Google presented the ‘Fast WordPiece Tokenization’ at EMNLP 2021, where they developed an improved end-to-end WordPiece tokenisation system. It has the capability to speed up the tokenisation process, saving computing resources and reducing the overall model latency. In comparison to traditional algorithms, this approach improved performance up to 8x faster as it reduces the complexity of the computation by order of magnitude. Google has applied this in a number of systems and has released it in TensorFlow Text.

Using the greedy longest-match-first strategy to tokenise a single word, WordPiece iteratively picks the longest prefix of the remaining text that matches a word in the model’s vocabulary. This approach is called MaxMatch and has been used in Chinese word segmentation since the 1980s. Despite its wide use in NLP, it is still computation intensive. Google has proposed an alternative to this – the LinMaxMatch, which has a tokenisation time that is strictly linear with respect to n.

In other terms, if tire-matching cannot match an input character for a given node, the standard algorithm backtracks to the last character where a token was matched and restarts the trie matching procedure from there. This results in repetitive and wasteful iterations. Instead of backtracking, Google’s method triggers a ‘failure transition’ in two steps. It first collects the precomputed tokens stored at that node, known as ‘failure pops’ and then follows the precomputed ‘failure link’ to a new node from where the trie matching process continues. As n operations are required to read the entire input, LinMaxMatch is asymptotically optimal for the MaxMatch problem.

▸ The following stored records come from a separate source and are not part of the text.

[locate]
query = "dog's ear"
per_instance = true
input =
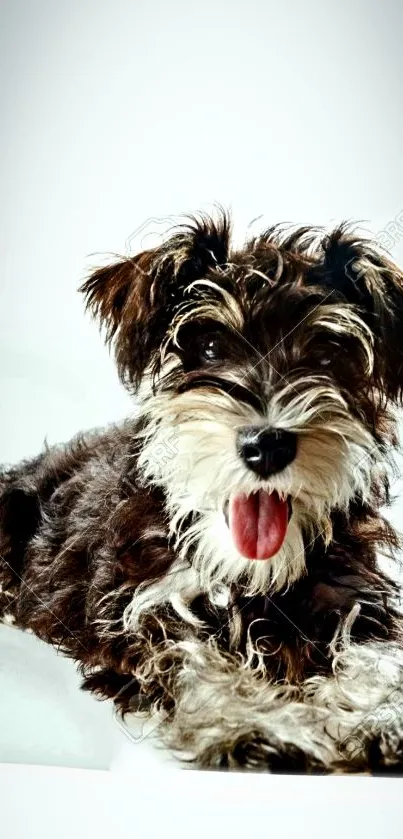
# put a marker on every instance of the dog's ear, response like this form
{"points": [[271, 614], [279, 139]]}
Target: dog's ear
{"points": [[358, 272], [135, 298]]}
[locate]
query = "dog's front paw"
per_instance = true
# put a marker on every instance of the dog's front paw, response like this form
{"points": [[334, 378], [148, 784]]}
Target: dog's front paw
{"points": [[252, 752]]}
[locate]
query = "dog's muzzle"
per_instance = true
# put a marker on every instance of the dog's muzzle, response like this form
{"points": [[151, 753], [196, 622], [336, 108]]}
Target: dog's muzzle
{"points": [[266, 451]]}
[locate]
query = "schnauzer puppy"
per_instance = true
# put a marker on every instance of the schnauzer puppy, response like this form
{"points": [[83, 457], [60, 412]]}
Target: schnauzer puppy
{"points": [[214, 560]]}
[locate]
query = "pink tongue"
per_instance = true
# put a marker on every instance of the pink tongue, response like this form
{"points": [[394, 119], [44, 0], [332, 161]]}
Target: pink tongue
{"points": [[258, 524]]}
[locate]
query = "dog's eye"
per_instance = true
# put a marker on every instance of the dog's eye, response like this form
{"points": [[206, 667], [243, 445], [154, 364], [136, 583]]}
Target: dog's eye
{"points": [[210, 348]]}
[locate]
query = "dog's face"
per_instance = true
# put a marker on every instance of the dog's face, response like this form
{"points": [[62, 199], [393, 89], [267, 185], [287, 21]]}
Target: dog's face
{"points": [[265, 377]]}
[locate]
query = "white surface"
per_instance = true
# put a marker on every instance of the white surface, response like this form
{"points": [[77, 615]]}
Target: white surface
{"points": [[113, 114]]}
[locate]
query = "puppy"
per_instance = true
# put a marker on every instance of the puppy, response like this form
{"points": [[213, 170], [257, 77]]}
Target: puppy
{"points": [[214, 560]]}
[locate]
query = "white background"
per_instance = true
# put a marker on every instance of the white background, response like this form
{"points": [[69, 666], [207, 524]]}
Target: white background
{"points": [[115, 117]]}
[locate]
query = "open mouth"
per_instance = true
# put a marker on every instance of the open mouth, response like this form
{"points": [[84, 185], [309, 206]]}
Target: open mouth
{"points": [[258, 522]]}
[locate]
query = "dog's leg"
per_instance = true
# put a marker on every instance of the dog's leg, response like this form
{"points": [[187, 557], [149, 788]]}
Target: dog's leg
{"points": [[365, 704], [227, 715]]}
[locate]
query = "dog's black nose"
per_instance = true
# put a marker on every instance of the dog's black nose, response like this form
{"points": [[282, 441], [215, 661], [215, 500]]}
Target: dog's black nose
{"points": [[266, 450]]}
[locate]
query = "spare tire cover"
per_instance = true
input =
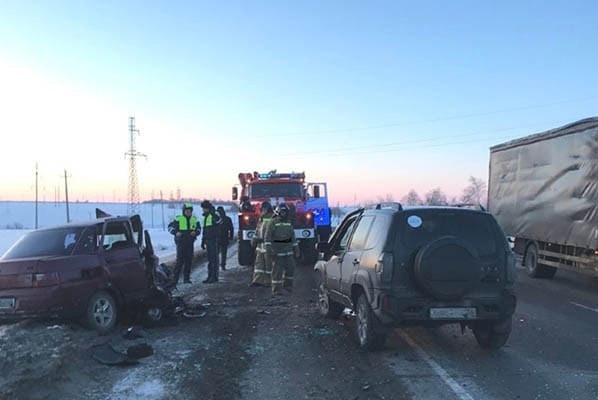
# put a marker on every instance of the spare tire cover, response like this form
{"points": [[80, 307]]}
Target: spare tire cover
{"points": [[448, 268]]}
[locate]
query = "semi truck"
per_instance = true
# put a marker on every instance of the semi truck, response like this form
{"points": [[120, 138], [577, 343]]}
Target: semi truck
{"points": [[543, 190], [308, 202]]}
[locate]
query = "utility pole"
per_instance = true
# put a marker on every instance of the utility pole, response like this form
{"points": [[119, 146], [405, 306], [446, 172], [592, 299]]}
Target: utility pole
{"points": [[36, 179], [133, 192], [66, 196], [162, 204], [153, 201]]}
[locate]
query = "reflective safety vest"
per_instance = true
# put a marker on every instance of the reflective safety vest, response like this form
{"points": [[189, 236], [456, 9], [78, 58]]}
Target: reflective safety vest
{"points": [[182, 221], [262, 227], [282, 231]]}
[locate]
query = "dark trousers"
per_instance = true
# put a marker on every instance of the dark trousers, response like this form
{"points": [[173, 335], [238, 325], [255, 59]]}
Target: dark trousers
{"points": [[184, 258], [212, 252], [222, 249]]}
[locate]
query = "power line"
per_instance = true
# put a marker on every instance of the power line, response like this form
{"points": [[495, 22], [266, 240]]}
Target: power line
{"points": [[423, 121], [363, 149]]}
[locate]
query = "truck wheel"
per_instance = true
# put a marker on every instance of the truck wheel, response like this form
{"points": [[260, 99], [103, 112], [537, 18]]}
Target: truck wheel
{"points": [[327, 307], [101, 313], [534, 268], [369, 334], [492, 335], [245, 254]]}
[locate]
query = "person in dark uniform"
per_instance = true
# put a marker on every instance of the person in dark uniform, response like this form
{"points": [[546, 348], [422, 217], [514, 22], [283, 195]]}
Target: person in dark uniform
{"points": [[227, 232], [209, 240], [186, 229]]}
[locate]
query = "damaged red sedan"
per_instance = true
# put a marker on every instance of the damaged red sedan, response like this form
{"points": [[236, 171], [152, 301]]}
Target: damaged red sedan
{"points": [[89, 271]]}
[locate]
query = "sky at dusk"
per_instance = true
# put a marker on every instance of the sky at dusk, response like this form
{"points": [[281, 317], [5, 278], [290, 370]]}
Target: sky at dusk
{"points": [[374, 97]]}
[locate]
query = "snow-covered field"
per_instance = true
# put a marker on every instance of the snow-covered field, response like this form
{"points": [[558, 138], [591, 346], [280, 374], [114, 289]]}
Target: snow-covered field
{"points": [[22, 215], [18, 218]]}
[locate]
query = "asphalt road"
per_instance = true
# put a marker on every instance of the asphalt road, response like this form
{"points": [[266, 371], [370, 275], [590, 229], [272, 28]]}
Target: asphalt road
{"points": [[249, 345], [552, 352]]}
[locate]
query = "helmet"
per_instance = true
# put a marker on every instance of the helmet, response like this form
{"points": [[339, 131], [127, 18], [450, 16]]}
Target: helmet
{"points": [[282, 210], [266, 207]]}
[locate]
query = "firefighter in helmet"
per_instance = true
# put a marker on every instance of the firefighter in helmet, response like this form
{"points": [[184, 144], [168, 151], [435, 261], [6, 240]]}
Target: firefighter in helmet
{"points": [[280, 241], [186, 229], [209, 240], [262, 270]]}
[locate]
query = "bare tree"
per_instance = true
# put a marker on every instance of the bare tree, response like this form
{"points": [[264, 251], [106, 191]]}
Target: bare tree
{"points": [[476, 191], [436, 197], [412, 199]]}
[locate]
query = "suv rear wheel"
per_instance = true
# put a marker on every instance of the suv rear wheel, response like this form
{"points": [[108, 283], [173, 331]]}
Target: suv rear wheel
{"points": [[369, 333], [492, 335]]}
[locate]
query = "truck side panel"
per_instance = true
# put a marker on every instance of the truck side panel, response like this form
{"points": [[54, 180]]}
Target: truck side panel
{"points": [[547, 189]]}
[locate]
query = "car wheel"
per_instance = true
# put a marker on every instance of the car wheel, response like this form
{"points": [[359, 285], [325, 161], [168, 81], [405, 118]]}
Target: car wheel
{"points": [[492, 335], [369, 334], [102, 312], [327, 307], [154, 314], [534, 268]]}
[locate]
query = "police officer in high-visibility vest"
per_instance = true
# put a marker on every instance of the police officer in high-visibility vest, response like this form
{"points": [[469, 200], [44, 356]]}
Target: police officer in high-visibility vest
{"points": [[280, 241], [209, 240], [186, 229], [262, 270]]}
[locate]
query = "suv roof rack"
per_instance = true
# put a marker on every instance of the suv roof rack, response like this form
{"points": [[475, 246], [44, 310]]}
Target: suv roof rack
{"points": [[470, 205], [395, 205]]}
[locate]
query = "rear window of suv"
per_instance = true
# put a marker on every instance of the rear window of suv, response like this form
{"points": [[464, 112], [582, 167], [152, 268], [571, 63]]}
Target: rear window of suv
{"points": [[420, 227]]}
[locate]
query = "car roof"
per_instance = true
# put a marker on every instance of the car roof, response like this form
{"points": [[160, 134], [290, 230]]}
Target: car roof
{"points": [[394, 210], [83, 224]]}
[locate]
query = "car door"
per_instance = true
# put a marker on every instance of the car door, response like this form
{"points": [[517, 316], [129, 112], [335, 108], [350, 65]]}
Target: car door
{"points": [[352, 257], [337, 252], [123, 259]]}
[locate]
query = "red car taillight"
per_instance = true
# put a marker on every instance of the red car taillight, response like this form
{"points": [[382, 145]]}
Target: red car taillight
{"points": [[48, 279]]}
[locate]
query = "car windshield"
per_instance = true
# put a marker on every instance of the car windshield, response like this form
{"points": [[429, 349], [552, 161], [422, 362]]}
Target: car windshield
{"points": [[261, 190], [43, 243], [420, 227]]}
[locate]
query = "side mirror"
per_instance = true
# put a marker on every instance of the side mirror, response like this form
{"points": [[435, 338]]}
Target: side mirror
{"points": [[317, 192]]}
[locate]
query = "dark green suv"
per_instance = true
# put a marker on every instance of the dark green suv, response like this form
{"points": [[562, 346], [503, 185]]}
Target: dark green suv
{"points": [[419, 266]]}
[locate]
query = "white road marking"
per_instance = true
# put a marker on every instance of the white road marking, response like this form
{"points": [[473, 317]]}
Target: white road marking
{"points": [[461, 393], [584, 307]]}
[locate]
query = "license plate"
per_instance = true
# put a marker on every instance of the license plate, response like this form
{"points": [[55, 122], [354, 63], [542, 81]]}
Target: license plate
{"points": [[7, 303], [453, 313]]}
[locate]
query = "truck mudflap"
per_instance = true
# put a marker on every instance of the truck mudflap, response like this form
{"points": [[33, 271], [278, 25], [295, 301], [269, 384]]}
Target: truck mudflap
{"points": [[305, 233]]}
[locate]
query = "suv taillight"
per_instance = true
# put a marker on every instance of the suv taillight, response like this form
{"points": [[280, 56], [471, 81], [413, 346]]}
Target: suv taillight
{"points": [[511, 267], [41, 280], [384, 266]]}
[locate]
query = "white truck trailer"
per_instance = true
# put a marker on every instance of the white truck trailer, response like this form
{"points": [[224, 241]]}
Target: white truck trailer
{"points": [[543, 190]]}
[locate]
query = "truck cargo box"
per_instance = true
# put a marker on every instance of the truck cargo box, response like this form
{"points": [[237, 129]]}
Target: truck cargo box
{"points": [[545, 186]]}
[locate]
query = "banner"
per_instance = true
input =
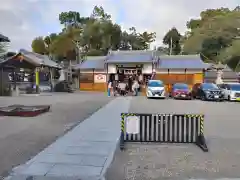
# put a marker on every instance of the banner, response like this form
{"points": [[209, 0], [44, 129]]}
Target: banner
{"points": [[100, 78]]}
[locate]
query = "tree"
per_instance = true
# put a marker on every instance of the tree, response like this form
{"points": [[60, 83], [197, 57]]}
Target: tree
{"points": [[39, 46], [217, 31], [95, 34], [215, 37], [147, 39], [172, 39]]}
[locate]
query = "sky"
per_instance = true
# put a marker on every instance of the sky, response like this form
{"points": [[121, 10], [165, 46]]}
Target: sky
{"points": [[23, 20]]}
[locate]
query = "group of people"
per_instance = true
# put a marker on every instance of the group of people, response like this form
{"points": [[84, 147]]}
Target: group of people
{"points": [[123, 88]]}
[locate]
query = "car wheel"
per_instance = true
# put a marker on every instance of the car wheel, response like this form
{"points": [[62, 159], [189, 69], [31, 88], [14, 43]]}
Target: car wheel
{"points": [[203, 98], [229, 98]]}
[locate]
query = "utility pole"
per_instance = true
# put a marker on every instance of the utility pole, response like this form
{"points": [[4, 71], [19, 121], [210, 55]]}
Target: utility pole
{"points": [[171, 43]]}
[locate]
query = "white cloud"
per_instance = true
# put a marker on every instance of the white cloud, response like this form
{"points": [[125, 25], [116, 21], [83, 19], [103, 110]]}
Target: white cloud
{"points": [[22, 20]]}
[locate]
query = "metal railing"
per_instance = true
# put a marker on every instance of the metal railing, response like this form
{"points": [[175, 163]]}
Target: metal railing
{"points": [[168, 128]]}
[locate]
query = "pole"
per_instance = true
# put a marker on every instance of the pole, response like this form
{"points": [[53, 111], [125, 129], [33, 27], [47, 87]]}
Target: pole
{"points": [[171, 46], [37, 79]]}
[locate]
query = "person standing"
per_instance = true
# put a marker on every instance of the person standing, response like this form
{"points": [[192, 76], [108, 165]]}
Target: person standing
{"points": [[109, 88], [130, 83], [135, 87], [122, 87]]}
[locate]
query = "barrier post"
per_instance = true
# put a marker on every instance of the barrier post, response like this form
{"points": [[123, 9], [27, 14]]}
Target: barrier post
{"points": [[201, 142]]}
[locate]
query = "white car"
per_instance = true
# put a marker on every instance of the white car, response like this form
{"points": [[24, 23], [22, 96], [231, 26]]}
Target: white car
{"points": [[231, 91], [155, 89]]}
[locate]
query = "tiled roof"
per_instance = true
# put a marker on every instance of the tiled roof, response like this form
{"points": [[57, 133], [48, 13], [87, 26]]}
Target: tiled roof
{"points": [[226, 74], [182, 62], [38, 59], [140, 56], [4, 38], [92, 62]]}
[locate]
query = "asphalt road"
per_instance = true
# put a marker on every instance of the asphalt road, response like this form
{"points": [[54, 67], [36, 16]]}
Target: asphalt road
{"points": [[178, 161], [23, 138]]}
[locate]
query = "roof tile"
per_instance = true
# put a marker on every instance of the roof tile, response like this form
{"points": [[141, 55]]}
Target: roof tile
{"points": [[182, 62], [140, 56]]}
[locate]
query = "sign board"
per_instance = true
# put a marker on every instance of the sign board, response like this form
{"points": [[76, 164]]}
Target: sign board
{"points": [[132, 124], [100, 78]]}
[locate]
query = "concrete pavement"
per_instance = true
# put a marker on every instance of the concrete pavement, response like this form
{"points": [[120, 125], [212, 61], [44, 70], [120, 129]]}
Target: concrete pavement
{"points": [[184, 161], [84, 152]]}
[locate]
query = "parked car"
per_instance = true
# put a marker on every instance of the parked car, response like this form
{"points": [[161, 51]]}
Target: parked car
{"points": [[195, 89], [231, 91], [155, 89], [209, 91], [181, 91]]}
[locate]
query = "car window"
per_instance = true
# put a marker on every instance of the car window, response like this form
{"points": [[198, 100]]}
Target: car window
{"points": [[206, 86], [234, 87], [181, 86], [222, 86]]}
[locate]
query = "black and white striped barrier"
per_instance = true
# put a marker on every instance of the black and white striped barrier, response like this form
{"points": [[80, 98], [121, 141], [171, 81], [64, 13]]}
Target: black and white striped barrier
{"points": [[166, 128]]}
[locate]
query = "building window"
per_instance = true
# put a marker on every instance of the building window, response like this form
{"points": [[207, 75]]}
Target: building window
{"points": [[86, 78]]}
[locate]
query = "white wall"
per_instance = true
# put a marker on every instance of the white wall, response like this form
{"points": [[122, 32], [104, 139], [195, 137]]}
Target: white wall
{"points": [[86, 71], [112, 69], [179, 71], [176, 71], [162, 71], [147, 68], [97, 71], [194, 71]]}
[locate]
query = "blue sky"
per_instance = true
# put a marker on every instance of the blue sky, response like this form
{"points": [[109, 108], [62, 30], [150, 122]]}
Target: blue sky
{"points": [[27, 19]]}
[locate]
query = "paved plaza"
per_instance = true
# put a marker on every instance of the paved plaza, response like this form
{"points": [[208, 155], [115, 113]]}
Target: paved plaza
{"points": [[178, 161], [23, 138], [87, 151]]}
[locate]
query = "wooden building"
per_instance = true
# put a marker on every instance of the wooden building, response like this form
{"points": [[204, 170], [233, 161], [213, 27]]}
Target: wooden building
{"points": [[228, 75], [187, 69], [117, 65]]}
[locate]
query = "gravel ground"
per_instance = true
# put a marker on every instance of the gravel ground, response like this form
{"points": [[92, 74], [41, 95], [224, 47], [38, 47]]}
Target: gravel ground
{"points": [[22, 138], [178, 161]]}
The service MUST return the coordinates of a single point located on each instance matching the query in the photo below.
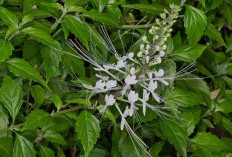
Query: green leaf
(175, 133)
(23, 69)
(214, 34)
(6, 49)
(51, 59)
(3, 121)
(45, 152)
(8, 17)
(88, 129)
(227, 124)
(80, 101)
(188, 53)
(147, 8)
(195, 23)
(54, 137)
(6, 146)
(38, 93)
(37, 118)
(23, 147)
(41, 36)
(208, 142)
(11, 96)
(100, 17)
(69, 3)
(183, 98)
(57, 101)
(156, 148)
(85, 33)
(129, 148)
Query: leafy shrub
(56, 101)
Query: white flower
(132, 98)
(121, 64)
(111, 84)
(164, 47)
(162, 53)
(110, 100)
(142, 47)
(144, 38)
(152, 86)
(145, 99)
(157, 48)
(159, 73)
(131, 80)
(147, 59)
(148, 46)
(124, 115)
(100, 84)
(132, 71)
(131, 55)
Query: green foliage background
(45, 112)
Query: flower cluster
(122, 80)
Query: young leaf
(57, 101)
(195, 23)
(6, 49)
(214, 34)
(45, 152)
(175, 133)
(11, 96)
(41, 36)
(37, 118)
(23, 147)
(54, 137)
(100, 17)
(51, 59)
(147, 8)
(38, 93)
(188, 53)
(8, 17)
(88, 129)
(23, 69)
(207, 141)
(3, 121)
(183, 98)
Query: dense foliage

As the existing systems pre-tokenise the input text by splitting it into words by whitespace, punctuation and characters, and then call WordPiece tokenisation on each resulting word, Google has proposed an end-to-end WordPiece tokeniser. It combines pre-tokenisation and WordPiece into a single, linear-time pass. It uses the LinMaxMatch trie-matching and failure transitions and only checks for whitespace and punctuation characters among the few input characters that are not handled by the loop. This makes it more efficient as it traverses the input only once, performs fewer whitespace/punctuation checks, and skips the creation of intermediate words.